Apesar de estar no comando da operação, Antônio Ganme não é um chefe que gosta de gabinete. Ele atua pessoalmente nas fiscalizações e aplicações de multa. É um dos primeiros a sair do carro para abordar uma carreta suspeita de traficar madeira ilegal; sobrevoa propriedades rurais; fecha madeireiras; e coordena barreiras nas estradas. Até mesmo o desgastante trabalho de medição de toras e ripas de madeira nos pátios de uma madeireira ele faz questão de acompanhar.

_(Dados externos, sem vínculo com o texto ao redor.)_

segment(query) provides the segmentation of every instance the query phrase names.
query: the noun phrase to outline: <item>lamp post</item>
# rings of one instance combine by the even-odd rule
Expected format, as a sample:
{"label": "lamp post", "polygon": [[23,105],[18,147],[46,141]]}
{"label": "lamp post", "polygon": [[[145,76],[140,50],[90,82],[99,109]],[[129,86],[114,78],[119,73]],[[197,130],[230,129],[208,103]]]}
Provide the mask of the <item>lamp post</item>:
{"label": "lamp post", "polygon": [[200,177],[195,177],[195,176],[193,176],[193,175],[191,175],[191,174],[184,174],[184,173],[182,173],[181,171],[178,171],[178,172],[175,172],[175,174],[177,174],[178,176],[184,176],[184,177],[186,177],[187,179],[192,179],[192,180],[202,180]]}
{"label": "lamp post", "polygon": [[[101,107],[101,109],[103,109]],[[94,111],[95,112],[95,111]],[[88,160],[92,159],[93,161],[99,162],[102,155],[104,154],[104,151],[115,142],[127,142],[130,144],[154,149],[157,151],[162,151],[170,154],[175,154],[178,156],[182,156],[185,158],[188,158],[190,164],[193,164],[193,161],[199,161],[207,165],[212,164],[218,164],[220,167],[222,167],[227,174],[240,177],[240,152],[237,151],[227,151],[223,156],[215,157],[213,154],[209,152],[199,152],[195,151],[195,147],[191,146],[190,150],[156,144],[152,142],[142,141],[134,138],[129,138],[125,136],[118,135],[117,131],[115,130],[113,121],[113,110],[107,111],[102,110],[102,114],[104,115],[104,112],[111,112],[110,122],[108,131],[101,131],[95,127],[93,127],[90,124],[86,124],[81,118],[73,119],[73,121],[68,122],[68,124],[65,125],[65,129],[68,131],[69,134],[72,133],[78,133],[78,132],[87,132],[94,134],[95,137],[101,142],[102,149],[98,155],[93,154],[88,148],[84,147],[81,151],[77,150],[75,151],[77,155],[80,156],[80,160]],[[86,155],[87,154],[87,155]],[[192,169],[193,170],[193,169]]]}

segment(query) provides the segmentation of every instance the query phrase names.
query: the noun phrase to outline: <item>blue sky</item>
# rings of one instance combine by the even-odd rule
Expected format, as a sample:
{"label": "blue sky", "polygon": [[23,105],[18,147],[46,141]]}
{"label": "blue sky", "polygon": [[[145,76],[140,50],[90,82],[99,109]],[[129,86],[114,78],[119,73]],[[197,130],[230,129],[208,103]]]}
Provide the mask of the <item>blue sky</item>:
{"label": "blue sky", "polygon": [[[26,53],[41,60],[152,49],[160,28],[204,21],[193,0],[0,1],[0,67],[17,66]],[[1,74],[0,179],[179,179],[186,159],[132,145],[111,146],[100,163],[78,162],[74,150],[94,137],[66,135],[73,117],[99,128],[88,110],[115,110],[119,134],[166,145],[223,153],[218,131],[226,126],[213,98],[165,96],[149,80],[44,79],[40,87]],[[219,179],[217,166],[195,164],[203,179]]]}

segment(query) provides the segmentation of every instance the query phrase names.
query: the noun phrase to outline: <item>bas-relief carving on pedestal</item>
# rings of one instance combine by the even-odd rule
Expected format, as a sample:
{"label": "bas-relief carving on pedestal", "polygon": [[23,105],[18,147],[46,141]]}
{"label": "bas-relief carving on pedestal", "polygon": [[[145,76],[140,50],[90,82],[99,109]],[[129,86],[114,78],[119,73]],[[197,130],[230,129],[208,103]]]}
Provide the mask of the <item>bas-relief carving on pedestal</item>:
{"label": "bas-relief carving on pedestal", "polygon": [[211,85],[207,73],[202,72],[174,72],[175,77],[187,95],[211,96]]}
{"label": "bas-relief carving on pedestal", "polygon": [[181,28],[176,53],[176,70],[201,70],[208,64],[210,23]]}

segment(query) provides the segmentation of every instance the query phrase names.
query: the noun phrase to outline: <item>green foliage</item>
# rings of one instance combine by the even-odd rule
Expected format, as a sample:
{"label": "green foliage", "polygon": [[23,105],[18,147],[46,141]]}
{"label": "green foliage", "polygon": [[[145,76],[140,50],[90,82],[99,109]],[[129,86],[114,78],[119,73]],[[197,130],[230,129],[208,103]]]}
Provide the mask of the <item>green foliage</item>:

Antônio circula pelo país sempre em operações em áreas problemáticas, como a Terra do Meio, no Pará, perto de onde foi assassinada a missionária americana Dorothy Stang, em 2005.
Ano passado, esteve numa ação no período de defeso da lagosta em Ceará, Rio Grande do Norte e Paraíba. Um dos trabalhos mais delicados foi no Maranhão: atuou na retirada de traficantes da reserva ambiental de Buriticupu, numa região chamada de Vila da Maconha.
Formado na Escola Paulista de Medicina, em 1983, especializou-se em doenças infecciosas e fez residência tratando de portadores do vírus HIV, numa época em que o índice de morte pela doença era alto. Lembra com tristeza da rotina e da impotência de ver pacientes morrerem sem muito o que fazer:
- Era algo sofrido para nós.
Na época, revelar ao paciente que ele estava com Aids era dar uma notícia de morte. Cada consulta para dar o diagnóstico levava uma hora e meia. Era doença que estigmatizava a pessoa.